The Committee of Vice-Chancellors and Principals is dead. Long live Universities UK, launched today. To go with a new image, the universities' think-tank and pressure group also has a new president-elect, Roderick Floud, vice-chancellor of Guildhall University, and a hard-hitting new report, drawn up by London Economics, on the money universities need and how it might be raised.
Professor Floud, particularly welcome as the first vice-chancellor of a post-1992 university to head the organisation, won the job by a margin not much more comfortable than that of America's next president. It is hoped this does not represent deep division within the newly branded organisation, but rather a choice between more or less evenly matched candidates. Universities UK cannot afford division. The organisation has now manoeuvred itself into a strong position. If agreement can be reached this spring on one of the options modelled in the London Economics report, Universities UK will have the chance to fight for that option during the run-up to the next election, a good time to secure promises from politicians, particularly when there will be many MPs with marginal constituencies in which universities are important.

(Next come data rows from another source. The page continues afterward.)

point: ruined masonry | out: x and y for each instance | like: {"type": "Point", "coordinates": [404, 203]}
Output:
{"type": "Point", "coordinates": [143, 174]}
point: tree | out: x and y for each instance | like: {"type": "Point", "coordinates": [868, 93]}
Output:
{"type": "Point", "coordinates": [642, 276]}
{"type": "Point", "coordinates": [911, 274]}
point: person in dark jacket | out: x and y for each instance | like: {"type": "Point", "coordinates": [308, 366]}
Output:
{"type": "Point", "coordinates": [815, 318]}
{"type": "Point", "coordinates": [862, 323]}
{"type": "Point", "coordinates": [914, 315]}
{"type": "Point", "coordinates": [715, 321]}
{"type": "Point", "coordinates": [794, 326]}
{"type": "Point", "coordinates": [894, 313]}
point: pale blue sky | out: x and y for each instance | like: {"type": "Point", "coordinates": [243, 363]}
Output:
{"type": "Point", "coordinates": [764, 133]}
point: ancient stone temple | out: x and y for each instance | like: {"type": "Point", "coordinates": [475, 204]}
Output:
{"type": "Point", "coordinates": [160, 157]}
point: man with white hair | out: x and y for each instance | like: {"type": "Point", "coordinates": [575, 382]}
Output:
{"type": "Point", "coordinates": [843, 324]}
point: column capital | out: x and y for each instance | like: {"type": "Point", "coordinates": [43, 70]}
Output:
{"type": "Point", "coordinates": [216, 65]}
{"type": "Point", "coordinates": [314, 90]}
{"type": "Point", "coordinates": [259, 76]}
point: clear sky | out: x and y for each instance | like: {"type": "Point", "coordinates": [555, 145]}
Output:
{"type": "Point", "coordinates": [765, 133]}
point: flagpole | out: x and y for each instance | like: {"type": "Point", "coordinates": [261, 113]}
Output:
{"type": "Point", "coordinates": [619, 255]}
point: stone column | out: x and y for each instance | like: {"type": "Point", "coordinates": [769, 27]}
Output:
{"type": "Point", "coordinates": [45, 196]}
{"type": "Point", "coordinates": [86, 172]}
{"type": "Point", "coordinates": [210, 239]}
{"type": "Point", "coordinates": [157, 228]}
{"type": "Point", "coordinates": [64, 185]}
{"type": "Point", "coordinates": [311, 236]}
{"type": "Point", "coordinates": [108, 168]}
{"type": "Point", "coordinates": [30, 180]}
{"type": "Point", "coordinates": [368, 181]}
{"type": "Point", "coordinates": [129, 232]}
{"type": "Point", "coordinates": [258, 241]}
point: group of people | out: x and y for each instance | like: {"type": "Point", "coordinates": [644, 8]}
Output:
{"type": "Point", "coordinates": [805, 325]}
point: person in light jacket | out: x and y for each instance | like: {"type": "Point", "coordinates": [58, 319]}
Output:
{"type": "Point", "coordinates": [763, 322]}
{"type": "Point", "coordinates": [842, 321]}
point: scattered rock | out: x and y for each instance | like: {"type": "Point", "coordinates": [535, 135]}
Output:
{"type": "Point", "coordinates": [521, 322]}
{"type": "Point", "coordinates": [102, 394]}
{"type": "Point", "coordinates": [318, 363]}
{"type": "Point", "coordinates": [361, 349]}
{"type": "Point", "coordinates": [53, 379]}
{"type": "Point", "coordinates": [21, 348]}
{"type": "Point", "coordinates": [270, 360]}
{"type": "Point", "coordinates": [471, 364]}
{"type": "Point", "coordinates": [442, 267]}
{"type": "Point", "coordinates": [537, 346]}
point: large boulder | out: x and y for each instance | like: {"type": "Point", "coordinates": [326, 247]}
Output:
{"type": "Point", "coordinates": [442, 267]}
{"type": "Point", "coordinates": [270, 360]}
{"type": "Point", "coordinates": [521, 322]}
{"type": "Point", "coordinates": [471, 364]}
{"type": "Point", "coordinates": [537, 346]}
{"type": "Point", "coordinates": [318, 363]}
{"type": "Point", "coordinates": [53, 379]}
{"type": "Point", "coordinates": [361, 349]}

But agreement will not be easy. Geoffrey Copland's plea for fairer treatment for universities outside a small, research-heavy elite illuminates tensions inside Universities UK. The abolition of up-front fees and restoration of grants in Scotland, along with the large student demonstration in London earlier this month, warn of pressures from outside. (All London Economics' options assume additional student contributions.) Like the CVCP, Universities UK remains constitutionally a chief executives' club with a policy unit bolted on. Lack of visibility may be correctable. Lack of authority over member organisations is unaltered. Effectiveness depends on consensus and this has never been achieved on the key matter of funding, beyond agreeing to demand more public money.
The challenge for the next few months - Professor Floud does not take over until summer - is to achieve agreement on a single policy option. Success would put Universities UK in a good position to take on new ministers after the election as well as a new regime at the English funding council in the autumn, where a chief executive is expected to be appointed soon. Failure will leave the new brand with the same problems as the CVCP.